Brushing. Pooping. Showering. Shaving.
Pretty normal everyday activities isn’t it? What could possibly go wrong with them? Let me sketch out your morning routine. You wake up, enter your bathroom, turn on the faucet, wash your face, use the toilet, take a shower, have your coffee, do your morning activities and kick-start your day.
Now let me paint you a slightly different picture. Your alarm goes off as usual. You have to get ready, make breakfast, get your kids dressed, drop them to school, reach office yourself, and move forward with your day, much like any other day. But as soon as you twirl your tap, there’s silence. The creepiest, most dangerous and nerving silence you would ever experience. No water flows out. You turn on your shower, try the flush, hysterically run to all the taps in the house, with no luck. Just imagine, you have used all of life’s most precious resource recklessly without even realizing it.

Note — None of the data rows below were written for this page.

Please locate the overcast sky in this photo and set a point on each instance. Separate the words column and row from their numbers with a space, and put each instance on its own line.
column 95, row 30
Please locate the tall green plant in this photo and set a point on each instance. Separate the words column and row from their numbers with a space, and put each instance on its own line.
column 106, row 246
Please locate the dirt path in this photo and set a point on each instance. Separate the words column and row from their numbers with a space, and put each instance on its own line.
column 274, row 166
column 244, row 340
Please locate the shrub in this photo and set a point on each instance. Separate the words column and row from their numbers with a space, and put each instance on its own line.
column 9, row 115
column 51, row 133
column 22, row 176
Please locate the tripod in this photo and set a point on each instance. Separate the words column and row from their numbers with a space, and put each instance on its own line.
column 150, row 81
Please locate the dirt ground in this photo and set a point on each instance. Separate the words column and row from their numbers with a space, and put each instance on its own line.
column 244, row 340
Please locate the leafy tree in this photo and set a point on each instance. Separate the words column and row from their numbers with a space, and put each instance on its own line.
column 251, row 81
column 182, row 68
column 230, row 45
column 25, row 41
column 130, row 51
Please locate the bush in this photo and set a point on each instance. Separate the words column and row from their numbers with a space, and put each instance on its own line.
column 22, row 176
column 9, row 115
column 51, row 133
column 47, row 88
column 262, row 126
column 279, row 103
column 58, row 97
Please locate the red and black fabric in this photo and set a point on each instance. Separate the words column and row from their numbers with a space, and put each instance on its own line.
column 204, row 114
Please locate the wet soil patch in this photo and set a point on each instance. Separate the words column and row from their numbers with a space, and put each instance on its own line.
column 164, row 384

Now even if you decide that for this one day you won’t brush, or take a shower, or even have your morning coffee, and would continue with your daily activities rather uncomfortably, with the hope that it’s a temporary thing. But how long can you actually survive without water? Scientifically, the answer is 5-7 days, but practically barely 2 days. So why let that day come? Don’t take what you have for granted, because while water falls from the sky and flows through the river, it’s not free. You only realize the value of something once it’s gone. Don’t let it be too late for you.
While the picture we drew seems nothing short of a scene from a horror movie, it can transition to reality sooner than you know. What can you do to avoid this nightmare? The answer is fairly simple and within your control. Each day take a pause and imagine how life would be if there was no water. Feel responsible for the privilege you have and use it judiciously. Here are some quick tips you could use as first steps to a sustainable lifestyle:
Use a Bucket:
While you wait for the water for your shower to turn warm/hot, don’t let the water run down the drain. Instead use a bucket to collect it and use it subsequently to water your plants or wash your car.
Re-use cooking water:
Instead of throwing the water you use to boil vegetables, allow it to cool and use it to water your plants. Be careful, let the water cool down completely else it might harm the plants you use it for.
Don’t run the dishwasher or washing machine until it’s full:
If you use these machines with half-loads, it leads to high amounts of water wastage. You should fix a day in the week for these activities to use water sensibly and optimally.
Don’t be negligent:
Don’t let water run while scrubbing your hands, washing your face, or rinsing your utensils. Use this precious resource judiciously and turn off the tap when not in use.
Your baby steps can create big differences, and prevent having to imagine a day without water to become a reality. The choice is yours!